大学に入学しても予備校時代と変わらない生活だった。昼間は朝霞のキャンパスに通い夕方からは原宿の焼き鳥屋でアルバイト。変ったのは予備校が大学になっただけだった。大学では少人数の語学クラス内で何人かの友人ができた。そしてその友人の友人や知り合いといった具合に増え十人位のグループになっいた。彼らとは卒業まで一緒で卒業時にはみんなで伊豆にレンタカーを借りて卒業旅行に出かけた。しかし私はその直前に東京に住む叔母の義母が亡くなり旅行には参加できなかった。その時の写真には私以外の全員が笑顔で映っている。彼らの出身地は九州の熊本や地元東京,近県の埼玉、千葉それに新潟、北海道とさまざまだった。彼らとは一緒に講義を受けたり学食でよく雑談をしていた。その中でアルバイトをしているのは私ともう一人だけで他は親からの仕送りだけで十分生活できているようだった。
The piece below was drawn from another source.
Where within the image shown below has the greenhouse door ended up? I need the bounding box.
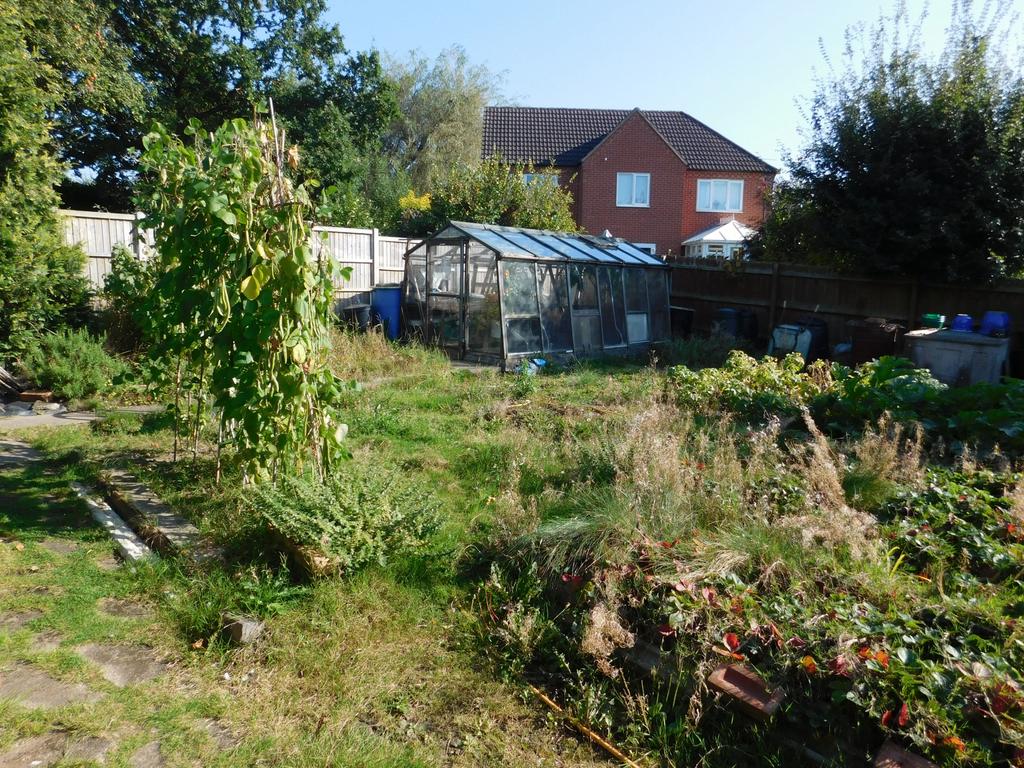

彼らとはときには一緒に池袋や新宿に飲みに出ることもあったが、それは数えるくらいで自然と学内だけの付き合いになっていた。私の中に恵まれた彼らの環境を羨む気持ちとともに自分の置かれた境遇を歯痒く思う気持ちがあったのは確かだった。彼らと付き合っていくうちに私は自分が彼らとは何かが違うと感じ始めていた。彼らは普通の学生らしく屈託なくサークルの話や音楽、趣味の話に興じていた。しかし私は表面上は彼らの話を聞き相槌を打ったりしていたが心の底から楽しむことはできなかった。私はそんな自分が嫌でたまらなかった。何故友達と話をしていても楽しむことができないのだろう。その疑問は時間が経てば経つほど私の中で大きくなっていった。そして友達との関係だけでなく日常生活でも何を見てもやっても心から楽しいと思えなくなっていた。私は以前にもまして小説や心理学、哲学,人生論の本を読み漁った。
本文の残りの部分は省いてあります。